Two's Complement Quick Way

Question

The way to find Two's Complement of a binary number is:

1. Let x ̄ = the logical complement of x. The logical complement (also called the one’s complement) is formed by flipping all the bits in the number, changing all of the 1 bits to 0, and vice versa.
2. Let X = x ̄ + 1. If this addition overflows, then the overflow bit is discarded. By the definition of two’s complement, X ≡ −x.

I have seen a quick way, which is:

eg.

B = 00010110 D = 22

Flip everything after the first "1" counting from left side.

-B = 11101010 -D = -22

I couldn't understand proof of this way.

Answer 1

Two's complement on Wikipedia

A shortcut to manually convert a binary number into its two's complement is to start at the least significant bit (LSB), and copy all the zeros, working from LSB toward the most significant bit (MSB) until the first 1 is reached; then copy that 1, and flip all the remaining bits (Leave the MSB as a 1 if the initial number was in sign-and-magnitude representation). This shortcut allows a person to convert a number to its two's complement without first forming its ones' complement.
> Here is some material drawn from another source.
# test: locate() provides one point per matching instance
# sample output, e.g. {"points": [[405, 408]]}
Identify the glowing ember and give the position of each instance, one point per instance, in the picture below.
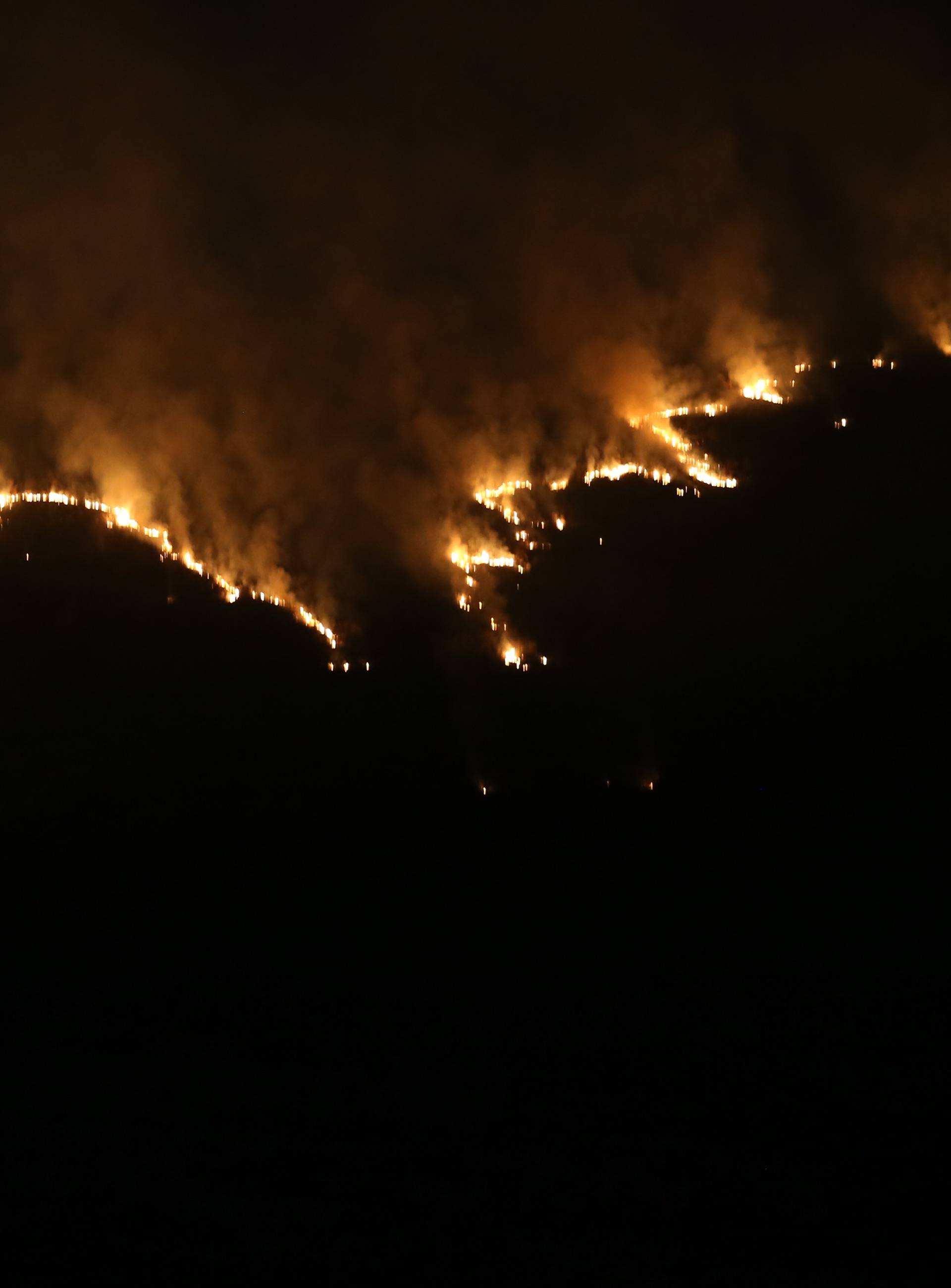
{"points": [[120, 517]]}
For example: in two's complement representation, the negation of "0011 1100" is "1100 0100", where the underlined [bolded] digits were unchanged by the copying operation (while the rest of the digits were flipped).

So I guess what you said "Flip everything after the first "1" counting from left side." needs to be fixed as "Flip everything after the first "1" counting from RIGHT side."

Here is the "slow way": 22 decimal = 00010110 binary -> flip: 11101001 -> plus 1: 11101001 + 1 = 11101010 = -22 decimal

Answer 2

If you take the definition, -x = ~x + 1, then if we represent x as a string a10^k (a string a followed by a 1 followed by k zeros), then:

-(a10^k) =
// by definition
~(a10^k) + 1 =
// complement distributes over concatenation
~a01^k + 1 =
// carry through the 1s and set the 0
~a10^k

The final result, ~a10^k, means "complement the left side, until (and not including) the rightmost 1".

This proof did not hold for x = 0 since it cannot be written in the form a10^k, the equivalence is still true: there is no part to complement since there is no rightmost 1, so the result is zero again which is correct.